Will COVID-19 Spark the Telehealth Revolution?

Telehealth Before COVID-19 Pandemic

Telehealth or telemedicine is the use of electronic communication, such as video calls, digital photography, instant messaging, telephone, and email, to provide clinical services to patients, without an in-person patient visit. This allows the patient to bypass waiting rooms and driving time when going in for appointment. In recent years, telehealth has greatly increased in popularity as doctors have adopted it for follow-ups, medications management and remote consultations. The appeal of telehealth is obvious as it allows for doctors and patients to meet without the inconvenience of getting to and from the doctor’s office.

Over the last decade the popularity of telemedicine has increased greatly. Over half of all hospitals in the United States had implemented telemedicine in one way or another before the end of 2019. One of the main reasons for this growth was due to the need to reduce the cost of patient care and increase access to doctors.

Increase in Telehealth Visits During Pandemic

Due to the COVID-19 pandemic, the popularity of telehealth has skyrocketed in 2020. Many physicians and their patients were forced to utilize telehealth for visits to avoid the risk of exposure to COVID-19. As Seema Verma of the Centers for Medicare & Medicaid Services stated, “Countless clinicians and beneficiaries received important care while avoiding unnecessary exposure to the virus. Now that providers and patients have had a taste, it’s difficult to imagine the telehealth genie going back into the bottle.”

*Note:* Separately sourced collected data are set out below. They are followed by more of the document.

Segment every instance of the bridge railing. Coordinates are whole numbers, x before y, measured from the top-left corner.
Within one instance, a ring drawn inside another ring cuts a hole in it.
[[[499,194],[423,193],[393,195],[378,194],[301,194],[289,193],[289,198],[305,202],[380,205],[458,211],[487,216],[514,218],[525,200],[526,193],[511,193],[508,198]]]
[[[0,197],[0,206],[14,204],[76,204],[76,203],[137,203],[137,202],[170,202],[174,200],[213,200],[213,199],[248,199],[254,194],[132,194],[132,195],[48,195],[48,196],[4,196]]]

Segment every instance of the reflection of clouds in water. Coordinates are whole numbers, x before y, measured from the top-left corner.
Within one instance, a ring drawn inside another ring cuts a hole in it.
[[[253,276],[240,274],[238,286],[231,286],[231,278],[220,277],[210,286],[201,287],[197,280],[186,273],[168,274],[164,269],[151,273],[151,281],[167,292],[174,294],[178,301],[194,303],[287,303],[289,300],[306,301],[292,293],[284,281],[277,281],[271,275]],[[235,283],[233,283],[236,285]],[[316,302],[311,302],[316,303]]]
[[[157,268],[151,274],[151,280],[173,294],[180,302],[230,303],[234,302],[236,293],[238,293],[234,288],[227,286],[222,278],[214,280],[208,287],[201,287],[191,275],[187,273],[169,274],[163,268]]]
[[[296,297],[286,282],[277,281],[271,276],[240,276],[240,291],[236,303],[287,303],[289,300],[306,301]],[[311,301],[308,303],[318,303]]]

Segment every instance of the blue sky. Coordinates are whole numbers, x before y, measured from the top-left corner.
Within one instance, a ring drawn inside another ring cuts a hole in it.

It is very likely that the pandemic has caused a behavioral shift in how Americans “visit” the doctors office. In May, McKinsey & Company Health Care Systems & Services predicted that telehealth spending could increase over $300 billion compared to only $3 billion in 2019.

The Future of Telehealth

Telehealth is here to stay. With more and more patients and physicians becoming comfortable with doctor-patient visits through telehealth platforms, the demand for those services will grow. Telemedicine provides low cost, quick access to medical professionals, and reduced risk of transmitting contagious diseases. In the near future, we can expect almost all healthcare providers to offer some sort of telehealth services.